Beckwith-Wiedemann syndrome results from constitutional loss of imprinting or heterozygosity of WT2. Observations suggest genetic heterogeneity in the etiology of Beckwith-Wiedemann syndrome with differing levels of association with risk of tumor formation. Molecularly defined subsets of Beckwith-Wiedemann patients may not require ultrasound screening for malignancies. Approximately one-fifth of patients with Beckwith-Wiedemann syndrome who develop Wilms tumor present with bilateral disease, though metachronous bilateral disease is also observed.[15,16,17] The prevalence of Beckwith-Wiedemann syndrome is about 1% among children with Wilms tumor reported to the NWTS.[17,49,50]
Wilms tumor gene on the X chromosome(WTX)
A third gene, WTX, has been identified on the X chromosome and plays a role in normal kidney development. WTX mutations were identified in 17% of Wilms tumors, equally distributed between males and females. This gene is inactivated in approximately one-third of Wilms tumors but germline mutations have not been observed in patients with Wilms tumor.
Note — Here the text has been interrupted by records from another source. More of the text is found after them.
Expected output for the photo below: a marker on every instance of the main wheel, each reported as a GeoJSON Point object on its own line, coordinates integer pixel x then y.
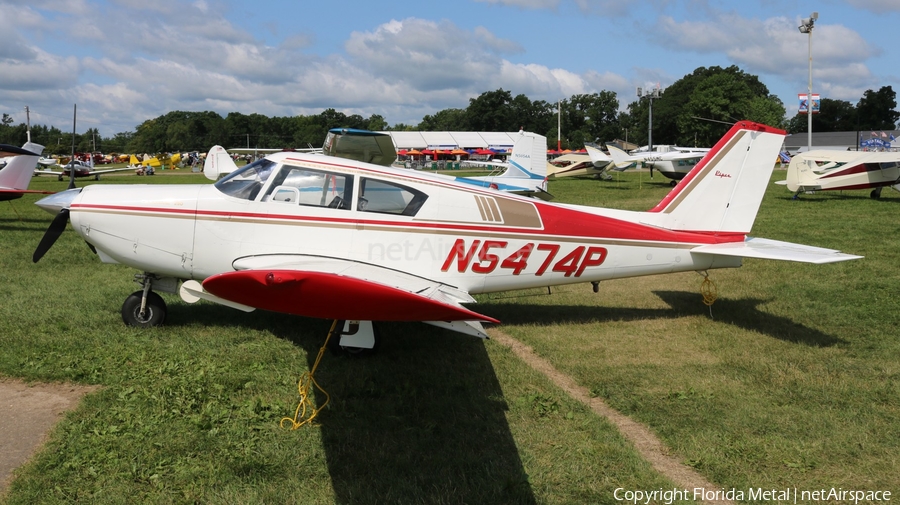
{"type": "Point", "coordinates": [336, 348]}
{"type": "Point", "coordinates": [154, 310]}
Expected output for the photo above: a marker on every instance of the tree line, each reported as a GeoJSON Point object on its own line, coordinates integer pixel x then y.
{"type": "Point", "coordinates": [694, 111]}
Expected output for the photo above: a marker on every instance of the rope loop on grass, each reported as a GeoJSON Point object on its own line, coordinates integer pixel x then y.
{"type": "Point", "coordinates": [709, 291]}
{"type": "Point", "coordinates": [307, 380]}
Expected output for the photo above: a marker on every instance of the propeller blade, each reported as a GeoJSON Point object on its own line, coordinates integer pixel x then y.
{"type": "Point", "coordinates": [52, 234]}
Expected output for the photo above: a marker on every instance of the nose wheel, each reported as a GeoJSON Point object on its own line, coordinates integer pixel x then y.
{"type": "Point", "coordinates": [144, 308]}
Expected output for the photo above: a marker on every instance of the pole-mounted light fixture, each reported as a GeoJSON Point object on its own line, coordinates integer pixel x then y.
{"type": "Point", "coordinates": [806, 26]}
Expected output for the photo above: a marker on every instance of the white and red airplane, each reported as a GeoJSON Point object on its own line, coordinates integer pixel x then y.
{"type": "Point", "coordinates": [334, 238]}
{"type": "Point", "coordinates": [16, 175]}
{"type": "Point", "coordinates": [825, 170]}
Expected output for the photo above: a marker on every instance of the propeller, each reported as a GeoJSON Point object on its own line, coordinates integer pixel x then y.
{"type": "Point", "coordinates": [52, 234]}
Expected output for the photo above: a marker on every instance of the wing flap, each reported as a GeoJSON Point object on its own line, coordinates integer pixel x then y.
{"type": "Point", "coordinates": [775, 250]}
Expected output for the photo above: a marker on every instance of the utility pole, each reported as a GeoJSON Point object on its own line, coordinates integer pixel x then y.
{"type": "Point", "coordinates": [806, 26]}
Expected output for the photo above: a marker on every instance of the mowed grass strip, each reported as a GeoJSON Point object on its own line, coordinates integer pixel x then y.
{"type": "Point", "coordinates": [189, 412]}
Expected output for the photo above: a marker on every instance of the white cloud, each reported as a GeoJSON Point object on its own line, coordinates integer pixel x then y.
{"type": "Point", "coordinates": [525, 4]}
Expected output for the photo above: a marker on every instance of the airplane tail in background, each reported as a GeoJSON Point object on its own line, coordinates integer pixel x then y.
{"type": "Point", "coordinates": [218, 163]}
{"type": "Point", "coordinates": [528, 160]}
{"type": "Point", "coordinates": [619, 157]}
{"type": "Point", "coordinates": [723, 192]}
{"type": "Point", "coordinates": [527, 168]}
{"type": "Point", "coordinates": [598, 157]}
{"type": "Point", "coordinates": [19, 170]}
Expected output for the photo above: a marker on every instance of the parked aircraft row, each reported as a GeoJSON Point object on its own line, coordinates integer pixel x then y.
{"type": "Point", "coordinates": [826, 170]}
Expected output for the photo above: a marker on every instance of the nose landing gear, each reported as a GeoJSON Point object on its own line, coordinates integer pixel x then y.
{"type": "Point", "coordinates": [144, 308]}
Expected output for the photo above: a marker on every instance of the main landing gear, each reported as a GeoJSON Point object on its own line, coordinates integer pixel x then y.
{"type": "Point", "coordinates": [144, 307]}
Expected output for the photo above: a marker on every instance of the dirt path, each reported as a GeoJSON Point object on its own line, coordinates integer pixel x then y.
{"type": "Point", "coordinates": [27, 413]}
{"type": "Point", "coordinates": [646, 443]}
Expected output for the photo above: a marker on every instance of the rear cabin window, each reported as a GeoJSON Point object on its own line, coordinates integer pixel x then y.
{"type": "Point", "coordinates": [316, 188]}
{"type": "Point", "coordinates": [389, 198]}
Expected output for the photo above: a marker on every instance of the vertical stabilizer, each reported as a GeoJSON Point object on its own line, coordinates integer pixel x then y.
{"type": "Point", "coordinates": [218, 163]}
{"type": "Point", "coordinates": [528, 159]}
{"type": "Point", "coordinates": [723, 192]}
{"type": "Point", "coordinates": [19, 170]}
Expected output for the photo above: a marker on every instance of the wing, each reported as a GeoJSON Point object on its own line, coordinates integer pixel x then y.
{"type": "Point", "coordinates": [47, 172]}
{"type": "Point", "coordinates": [775, 250]}
{"type": "Point", "coordinates": [7, 150]}
{"type": "Point", "coordinates": [333, 288]}
{"type": "Point", "coordinates": [108, 170]}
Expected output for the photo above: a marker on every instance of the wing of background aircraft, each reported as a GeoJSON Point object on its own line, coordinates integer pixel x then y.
{"type": "Point", "coordinates": [88, 171]}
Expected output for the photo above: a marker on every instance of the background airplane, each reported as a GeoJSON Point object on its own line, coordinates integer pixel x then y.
{"type": "Point", "coordinates": [825, 170]}
{"type": "Point", "coordinates": [16, 175]}
{"type": "Point", "coordinates": [595, 163]}
{"type": "Point", "coordinates": [82, 169]}
{"type": "Point", "coordinates": [674, 165]}
{"type": "Point", "coordinates": [334, 238]}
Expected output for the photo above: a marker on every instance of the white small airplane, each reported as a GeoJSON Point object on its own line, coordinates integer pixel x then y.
{"type": "Point", "coordinates": [82, 169]}
{"type": "Point", "coordinates": [595, 163]}
{"type": "Point", "coordinates": [526, 169]}
{"type": "Point", "coordinates": [673, 164]}
{"type": "Point", "coordinates": [16, 175]}
{"type": "Point", "coordinates": [341, 239]}
{"type": "Point", "coordinates": [825, 170]}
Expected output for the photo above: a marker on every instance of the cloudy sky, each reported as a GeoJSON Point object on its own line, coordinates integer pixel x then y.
{"type": "Point", "coordinates": [125, 61]}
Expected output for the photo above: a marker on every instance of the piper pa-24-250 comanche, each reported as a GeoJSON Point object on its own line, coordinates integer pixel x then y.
{"type": "Point", "coordinates": [334, 238]}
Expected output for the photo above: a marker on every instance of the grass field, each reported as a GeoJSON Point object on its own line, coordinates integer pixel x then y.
{"type": "Point", "coordinates": [791, 379]}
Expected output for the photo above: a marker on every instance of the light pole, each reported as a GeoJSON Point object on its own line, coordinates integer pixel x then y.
{"type": "Point", "coordinates": [806, 26]}
{"type": "Point", "coordinates": [650, 94]}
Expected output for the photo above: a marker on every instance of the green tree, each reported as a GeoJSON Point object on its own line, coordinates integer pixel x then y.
{"type": "Point", "coordinates": [444, 120]}
{"type": "Point", "coordinates": [690, 108]}
{"type": "Point", "coordinates": [833, 116]}
{"type": "Point", "coordinates": [877, 109]}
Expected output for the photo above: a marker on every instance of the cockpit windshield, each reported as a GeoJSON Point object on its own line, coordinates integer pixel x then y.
{"type": "Point", "coordinates": [246, 181]}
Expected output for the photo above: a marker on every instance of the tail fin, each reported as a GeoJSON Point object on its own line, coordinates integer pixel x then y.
{"type": "Point", "coordinates": [218, 163]}
{"type": "Point", "coordinates": [19, 170]}
{"type": "Point", "coordinates": [723, 192]}
{"type": "Point", "coordinates": [528, 159]}
{"type": "Point", "coordinates": [600, 159]}
{"type": "Point", "coordinates": [619, 157]}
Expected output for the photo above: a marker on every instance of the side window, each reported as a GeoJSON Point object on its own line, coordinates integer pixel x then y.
{"type": "Point", "coordinates": [316, 188]}
{"type": "Point", "coordinates": [389, 198]}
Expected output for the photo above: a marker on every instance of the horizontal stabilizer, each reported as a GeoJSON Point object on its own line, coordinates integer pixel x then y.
{"type": "Point", "coordinates": [775, 250]}
{"type": "Point", "coordinates": [473, 328]}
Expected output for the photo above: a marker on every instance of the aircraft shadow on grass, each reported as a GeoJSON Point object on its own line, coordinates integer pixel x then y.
{"type": "Point", "coordinates": [744, 313]}
{"type": "Point", "coordinates": [428, 406]}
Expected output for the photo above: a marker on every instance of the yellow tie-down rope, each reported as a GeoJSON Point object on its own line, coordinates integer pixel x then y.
{"type": "Point", "coordinates": [709, 291]}
{"type": "Point", "coordinates": [306, 381]}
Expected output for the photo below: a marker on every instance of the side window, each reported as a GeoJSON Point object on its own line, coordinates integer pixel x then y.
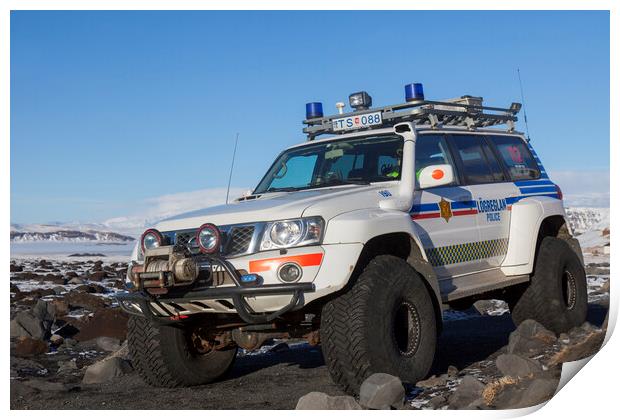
{"type": "Point", "coordinates": [517, 157]}
{"type": "Point", "coordinates": [388, 165]}
{"type": "Point", "coordinates": [496, 167]}
{"type": "Point", "coordinates": [477, 167]}
{"type": "Point", "coordinates": [431, 149]}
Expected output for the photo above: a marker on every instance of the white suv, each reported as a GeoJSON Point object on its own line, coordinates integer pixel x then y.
{"type": "Point", "coordinates": [358, 239]}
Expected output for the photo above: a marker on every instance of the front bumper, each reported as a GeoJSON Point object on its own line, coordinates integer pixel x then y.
{"type": "Point", "coordinates": [163, 308]}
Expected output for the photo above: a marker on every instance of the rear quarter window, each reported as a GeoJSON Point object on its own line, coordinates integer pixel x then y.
{"type": "Point", "coordinates": [517, 157]}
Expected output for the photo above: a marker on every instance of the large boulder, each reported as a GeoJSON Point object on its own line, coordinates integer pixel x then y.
{"type": "Point", "coordinates": [322, 401]}
{"type": "Point", "coordinates": [109, 344]}
{"type": "Point", "coordinates": [26, 324]}
{"type": "Point", "coordinates": [526, 393]}
{"type": "Point", "coordinates": [106, 370]}
{"type": "Point", "coordinates": [28, 346]}
{"type": "Point", "coordinates": [105, 322]}
{"type": "Point", "coordinates": [517, 366]}
{"type": "Point", "coordinates": [382, 391]}
{"type": "Point", "coordinates": [468, 394]}
{"type": "Point", "coordinates": [530, 338]}
{"type": "Point", "coordinates": [84, 300]}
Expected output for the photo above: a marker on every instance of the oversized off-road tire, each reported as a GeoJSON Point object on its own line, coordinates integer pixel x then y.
{"type": "Point", "coordinates": [164, 356]}
{"type": "Point", "coordinates": [384, 323]}
{"type": "Point", "coordinates": [557, 294]}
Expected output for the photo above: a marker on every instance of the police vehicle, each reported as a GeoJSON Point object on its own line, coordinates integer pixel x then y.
{"type": "Point", "coordinates": [358, 239]}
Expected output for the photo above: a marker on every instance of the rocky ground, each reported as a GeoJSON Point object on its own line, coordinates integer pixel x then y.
{"type": "Point", "coordinates": [68, 351]}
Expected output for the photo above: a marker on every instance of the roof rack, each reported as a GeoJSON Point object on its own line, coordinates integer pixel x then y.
{"type": "Point", "coordinates": [466, 111]}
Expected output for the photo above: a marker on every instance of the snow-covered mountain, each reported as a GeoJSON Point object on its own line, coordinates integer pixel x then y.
{"type": "Point", "coordinates": [584, 219]}
{"type": "Point", "coordinates": [591, 226]}
{"type": "Point", "coordinates": [58, 232]}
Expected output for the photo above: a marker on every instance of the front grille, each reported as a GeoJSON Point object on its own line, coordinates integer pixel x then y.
{"type": "Point", "coordinates": [239, 239]}
{"type": "Point", "coordinates": [183, 238]}
{"type": "Point", "coordinates": [235, 240]}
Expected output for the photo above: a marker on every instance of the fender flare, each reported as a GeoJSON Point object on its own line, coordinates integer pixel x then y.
{"type": "Point", "coordinates": [526, 219]}
{"type": "Point", "coordinates": [362, 226]}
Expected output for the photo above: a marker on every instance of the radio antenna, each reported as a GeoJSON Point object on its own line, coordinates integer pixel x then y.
{"type": "Point", "coordinates": [527, 128]}
{"type": "Point", "coordinates": [232, 165]}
Additional genes have been implicated in the pathogenesis and biology of Wilms tumor:
- 16q and 1p: Additional tumor-suppressor or tumor-progressive genes may lie on chromosomes 16q and 1p as evidenced by loss of heterozygosity for these regions in 17% and 11% of Wilms tumors, respectively. Patients classified by tumor-specific loss of these loci had significantly worse relapse-free and OS rates. Combined loss of 1p and 16q are used to select favorable-histology Wilms tumor patients for more aggressive therapy in the current Children's Oncology Group study.
- CACNA1E: Overexpression and amplification of the gene CACNA1E located at 1q25.3, which encodes the ion-conducting alpha-1 subunit of R-type voltage-dependent calcium channels, may be associated with relapse in favorable-histology Wilms tumor.
- 7p21: A consensus region of loss of heterozygosity has been identified within 7p21 containing ten known genes, including two candidate suppressor genes (Mesenchyme homeobox 2 [MEOX2] and Sclerostin domain containing 1 [SOSTDC1]).
- SKCG-1: Genomic loss of a growth regulatory gene, SKCG-1, located at 11q23.2, was found in 38% of examined sporadic Wilms tumors and particularly the highly proliferative Wilms tumors. Additional studies of si-RNA silencing of the SKCG-1 gene in human embryonic kidney epithelial cells resulted in a 40% increase in cell growth, which suggests that this gene may be involved in loss of growth regulation and Wilms tumorigenesis.
- p53 tumor suppressor gene: A small subset of anaplastic Wilms tumors show mutations in the p53 tumor suppressor gene. Although it is unlikely that it plays a major role in Wilms tumorigenesis, it may be useful as an unfavorable prognostic marker.[57,58]
- FBXW7: FBXW7, a ubiquitin ligase component, has been identified as a novel Wilms tumor gene. Mutations of this gene have been associated with epithelial-type tumor histology.
- MYCN: Genomic gain or amplification of MYCN is relatively common in Wilms tumors and associated with diffuse anaplastic histology.